Weg-Wort vom 12. April 2012
Ein Samstag in Thekoa
Sie wissen nicht, wo Thekoa liegt? Das kann ich gut verstehen. Es gehört ja
nicht zum Notwendigsten im Leben. Und Google-earth weiss es auch nicht auf
Anhieb. Dass dort aber Notwendendes passiert, das ist gut zu wissen. Thekoa,
zwischen Bethlehem und Hebron, liegt in palästinensischem Gebiet. Es ist der
Ort, von dem zu alten Zeiten der Prophet Amos herkam und die Leute der
Goldküste Jerusalems ins Visier nahm.
Wahrer Gottesdienst sei gerechter Umgang mit Menschen in Not und nicht die
süssen Gesänge am Sabbat oder heute in christlichen Gefilden am Sonntag. Er
gibt die Wut Gottes über ungerechte Zustände nachhaltig weiter.

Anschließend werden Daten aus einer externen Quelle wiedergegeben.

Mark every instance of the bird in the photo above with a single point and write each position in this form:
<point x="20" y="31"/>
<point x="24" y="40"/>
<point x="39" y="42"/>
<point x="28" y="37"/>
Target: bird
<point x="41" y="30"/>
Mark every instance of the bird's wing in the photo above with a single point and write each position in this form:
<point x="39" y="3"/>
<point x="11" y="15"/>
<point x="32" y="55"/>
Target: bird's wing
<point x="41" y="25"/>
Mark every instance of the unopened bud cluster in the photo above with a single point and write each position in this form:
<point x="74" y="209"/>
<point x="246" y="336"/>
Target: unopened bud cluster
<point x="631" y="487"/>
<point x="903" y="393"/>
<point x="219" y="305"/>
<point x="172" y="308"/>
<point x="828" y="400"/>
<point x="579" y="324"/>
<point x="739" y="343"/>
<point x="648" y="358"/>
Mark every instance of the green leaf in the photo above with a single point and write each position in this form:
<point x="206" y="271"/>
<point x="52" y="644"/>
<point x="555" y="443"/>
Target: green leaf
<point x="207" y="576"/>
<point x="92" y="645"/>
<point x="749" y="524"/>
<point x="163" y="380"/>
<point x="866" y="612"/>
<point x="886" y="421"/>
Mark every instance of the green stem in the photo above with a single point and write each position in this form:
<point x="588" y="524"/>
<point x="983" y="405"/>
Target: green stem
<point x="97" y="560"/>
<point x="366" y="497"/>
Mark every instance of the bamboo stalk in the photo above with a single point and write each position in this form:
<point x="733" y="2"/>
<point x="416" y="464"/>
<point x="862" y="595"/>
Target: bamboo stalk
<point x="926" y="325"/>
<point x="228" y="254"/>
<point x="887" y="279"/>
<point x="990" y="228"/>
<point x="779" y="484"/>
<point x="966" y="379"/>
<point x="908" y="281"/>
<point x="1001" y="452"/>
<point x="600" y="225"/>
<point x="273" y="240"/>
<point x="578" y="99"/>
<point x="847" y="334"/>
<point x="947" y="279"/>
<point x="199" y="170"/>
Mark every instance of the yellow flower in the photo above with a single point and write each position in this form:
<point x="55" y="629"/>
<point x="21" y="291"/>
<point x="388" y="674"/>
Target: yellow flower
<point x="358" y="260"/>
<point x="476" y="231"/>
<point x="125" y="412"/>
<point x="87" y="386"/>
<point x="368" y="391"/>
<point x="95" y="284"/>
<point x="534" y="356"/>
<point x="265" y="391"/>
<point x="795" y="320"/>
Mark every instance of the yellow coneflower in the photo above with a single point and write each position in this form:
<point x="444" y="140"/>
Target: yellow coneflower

Er müsste auch heute noch predigen. Die Verhältnisse haben sich in den
letzten 2700 Jahren seit Amos nicht grundlegend verändert.
Aber es gibt es: Das Verhalten, das Gott mehr bekommt als frömmlerisches
Gesülze. Es passierte in Thekoa. Israelische Ärzte kamen über die Grenze in
palästinensisches Gebiet und hielten Visite. Hunderte von Palästinensern
warteten geduldig bis sie dran waren. Was für eine wunderbare Form von
Gottesdienst, wenn Menschen die eigenen Ängste überwinden und die der
Angehörigen in Kauf nehmen, um denen zu helfen, die es nötig haben.
Sie fragen dabei nicht nach Feind oder Freund, sondern in gut biblischer
Tradition: Wem kann ich Nächster sein? An solchen Orten geschieht
Wunderbares, geschieht Ostern: Ein Schritt ins Leben.
Immer wieder muss ich mir das vor Augen halten, wenn aus diesem
spannungsgeladenen Gebiet berichtet wird. Wenn sich hier die Gemüter
erhitzen, wer jetzt Recht hat - dieser oder jener, dann gibt es je länger je
mehr nur noch diese eine Antwort: Keiner der Wunden schlägt, wird jemals
Recht haben, nur der, der sie heilt. Ich wünsche einen heilvollen Tag.